We should see the output as follows

processing.examples.exampleOrtModule exampleOrtModuleConstr -N 10
Loading exampleOrtModuleConstr from PhysicsTools.NanoAODTools.postprocessing.examples.exampleOrtModule
Will write selected trees to outDir
Pre-select 10 entries out of 10 (100.00%)
input -> [11. 12. 13. 14. 15. 16. 17. 18. 19. 20.]
output -> [[0.83919346 0.16080655]]
input -> [ 7.  8.  9. 10. 11. 12. 13. 14. 15. 16.]

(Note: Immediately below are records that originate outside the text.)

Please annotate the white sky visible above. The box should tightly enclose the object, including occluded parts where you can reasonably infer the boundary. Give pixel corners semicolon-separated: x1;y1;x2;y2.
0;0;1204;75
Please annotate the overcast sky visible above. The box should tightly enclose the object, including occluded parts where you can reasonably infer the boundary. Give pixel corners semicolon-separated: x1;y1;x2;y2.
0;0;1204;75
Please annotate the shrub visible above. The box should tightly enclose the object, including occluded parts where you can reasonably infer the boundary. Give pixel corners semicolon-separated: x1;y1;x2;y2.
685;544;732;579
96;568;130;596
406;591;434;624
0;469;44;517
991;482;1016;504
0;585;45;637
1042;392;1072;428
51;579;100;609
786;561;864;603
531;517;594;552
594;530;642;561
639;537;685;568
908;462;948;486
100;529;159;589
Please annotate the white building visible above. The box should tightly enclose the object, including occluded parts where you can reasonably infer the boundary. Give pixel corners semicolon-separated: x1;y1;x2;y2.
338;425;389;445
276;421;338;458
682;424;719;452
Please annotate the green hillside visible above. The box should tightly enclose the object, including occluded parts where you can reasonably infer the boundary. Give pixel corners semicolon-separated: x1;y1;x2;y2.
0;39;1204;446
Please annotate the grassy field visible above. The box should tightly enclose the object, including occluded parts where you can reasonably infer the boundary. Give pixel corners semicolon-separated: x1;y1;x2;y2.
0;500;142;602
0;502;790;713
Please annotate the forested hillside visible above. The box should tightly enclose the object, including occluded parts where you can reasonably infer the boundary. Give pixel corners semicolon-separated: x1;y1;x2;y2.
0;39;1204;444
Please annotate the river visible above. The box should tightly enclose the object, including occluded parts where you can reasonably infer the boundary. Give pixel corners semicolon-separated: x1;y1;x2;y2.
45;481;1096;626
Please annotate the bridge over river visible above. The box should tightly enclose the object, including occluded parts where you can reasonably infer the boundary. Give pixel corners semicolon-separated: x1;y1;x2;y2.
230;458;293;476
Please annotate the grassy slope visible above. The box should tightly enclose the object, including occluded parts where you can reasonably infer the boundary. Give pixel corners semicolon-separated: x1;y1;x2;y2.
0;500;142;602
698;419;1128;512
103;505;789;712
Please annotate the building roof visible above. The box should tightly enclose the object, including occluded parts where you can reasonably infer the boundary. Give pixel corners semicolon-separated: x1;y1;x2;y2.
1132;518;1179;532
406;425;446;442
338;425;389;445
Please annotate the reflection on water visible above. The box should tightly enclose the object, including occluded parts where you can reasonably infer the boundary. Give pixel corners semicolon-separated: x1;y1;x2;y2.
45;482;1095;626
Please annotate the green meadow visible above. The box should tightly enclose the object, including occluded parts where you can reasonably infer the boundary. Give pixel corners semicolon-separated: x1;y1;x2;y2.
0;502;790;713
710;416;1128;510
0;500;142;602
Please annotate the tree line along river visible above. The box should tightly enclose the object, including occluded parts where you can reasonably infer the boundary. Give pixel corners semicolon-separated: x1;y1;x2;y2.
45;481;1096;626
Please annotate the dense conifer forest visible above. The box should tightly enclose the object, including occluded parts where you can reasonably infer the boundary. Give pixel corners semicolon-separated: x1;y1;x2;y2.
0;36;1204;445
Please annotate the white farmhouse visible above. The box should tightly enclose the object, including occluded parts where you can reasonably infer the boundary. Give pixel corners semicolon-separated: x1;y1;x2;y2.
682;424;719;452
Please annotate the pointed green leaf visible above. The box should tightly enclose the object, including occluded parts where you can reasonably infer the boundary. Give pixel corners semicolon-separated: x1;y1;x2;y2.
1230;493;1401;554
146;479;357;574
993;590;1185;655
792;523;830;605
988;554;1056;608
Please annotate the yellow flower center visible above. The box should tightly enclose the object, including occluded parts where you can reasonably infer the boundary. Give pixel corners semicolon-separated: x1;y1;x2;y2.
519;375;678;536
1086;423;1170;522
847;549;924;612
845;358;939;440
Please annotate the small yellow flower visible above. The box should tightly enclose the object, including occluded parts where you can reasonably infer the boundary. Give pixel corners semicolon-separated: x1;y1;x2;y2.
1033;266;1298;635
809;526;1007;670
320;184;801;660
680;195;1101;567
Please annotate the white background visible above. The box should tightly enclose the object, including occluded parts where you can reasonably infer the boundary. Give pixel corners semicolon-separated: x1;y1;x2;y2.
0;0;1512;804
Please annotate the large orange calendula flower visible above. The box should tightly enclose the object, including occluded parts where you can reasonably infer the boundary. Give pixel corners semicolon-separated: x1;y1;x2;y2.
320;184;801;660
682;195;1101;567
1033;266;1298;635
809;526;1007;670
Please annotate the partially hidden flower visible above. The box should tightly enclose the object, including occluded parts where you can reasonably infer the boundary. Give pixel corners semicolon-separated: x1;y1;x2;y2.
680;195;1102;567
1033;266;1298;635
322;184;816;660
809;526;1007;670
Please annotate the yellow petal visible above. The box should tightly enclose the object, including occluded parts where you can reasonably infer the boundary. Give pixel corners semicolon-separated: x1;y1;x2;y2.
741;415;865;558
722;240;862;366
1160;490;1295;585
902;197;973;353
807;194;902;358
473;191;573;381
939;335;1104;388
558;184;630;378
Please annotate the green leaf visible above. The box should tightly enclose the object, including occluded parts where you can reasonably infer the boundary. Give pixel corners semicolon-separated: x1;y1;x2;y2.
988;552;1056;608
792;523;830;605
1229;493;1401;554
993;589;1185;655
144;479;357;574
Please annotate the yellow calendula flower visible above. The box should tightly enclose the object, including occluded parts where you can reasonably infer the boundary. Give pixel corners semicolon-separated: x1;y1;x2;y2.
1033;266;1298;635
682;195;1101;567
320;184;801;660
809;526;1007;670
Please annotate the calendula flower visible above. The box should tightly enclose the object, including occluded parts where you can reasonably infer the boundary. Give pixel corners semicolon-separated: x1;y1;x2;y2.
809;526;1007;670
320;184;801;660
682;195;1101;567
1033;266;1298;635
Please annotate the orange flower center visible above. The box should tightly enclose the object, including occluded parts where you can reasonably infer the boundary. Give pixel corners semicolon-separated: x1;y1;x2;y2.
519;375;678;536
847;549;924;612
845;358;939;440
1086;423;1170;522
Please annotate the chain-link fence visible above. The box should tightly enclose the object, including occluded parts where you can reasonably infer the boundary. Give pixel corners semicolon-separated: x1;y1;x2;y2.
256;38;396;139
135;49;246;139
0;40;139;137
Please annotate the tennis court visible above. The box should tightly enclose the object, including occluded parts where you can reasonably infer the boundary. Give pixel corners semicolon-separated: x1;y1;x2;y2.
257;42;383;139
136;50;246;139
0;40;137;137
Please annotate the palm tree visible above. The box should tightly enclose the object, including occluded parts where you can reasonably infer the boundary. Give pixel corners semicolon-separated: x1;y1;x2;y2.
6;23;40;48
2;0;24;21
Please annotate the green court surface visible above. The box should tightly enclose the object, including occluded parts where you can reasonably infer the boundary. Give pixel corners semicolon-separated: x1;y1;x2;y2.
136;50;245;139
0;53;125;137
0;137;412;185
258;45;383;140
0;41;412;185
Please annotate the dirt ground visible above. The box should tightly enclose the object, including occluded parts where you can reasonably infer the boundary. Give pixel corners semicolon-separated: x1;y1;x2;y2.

output -> [[0.76994413 0.2300559 ]]
input -> [ 4.  5.  6.  7.  8.  9. 10. 11. 12. 13.]
output -> [[0.7116992 0.2883008]]
input -> [ 2.  3.  4.  5.  6.  7.  8.  9. 10. 11.]
output -> [[0.66414535 0.33585465]]
input -> [ 9. 10. 11. 12. 13. 14. 15. 16. 17. 18.]
output -> [[0.80617136 0.19382869]]
input -> [ 6.  7.  8.  9. 10. 11. 12. 13. 14. 15.]
output -> [[0.75187963 0.2481204 ]]
input -> [16. 17. 18. 19. 20. 21. 22. 23. 24. 25.]
output -> [[0.9014619  0.09853811]]
input -> [18. 19. 20. 21. 22. 23. 24. 25. 26. 27.]
output -> [[0.9202239  0.07977609]]
input -> [ 5.  6.  7.  8.  9. 10. 11. 12. 13. 14.]
output -> [[0.7330253  0.26697478]]
input -> [10. 11. 12. 13. 14. 15. 16. 17. 18. 19.]
output -> [[0.82333535 0.17666471]]
Processed 10 preselected entries from /eos/cms/store/user/andrey/f.root (10 entries). Finally selected 10 entries
Done outDir/f_Skim.root
Total time 1.1 sec. to process 10 events. Rate = 9.3 Hz.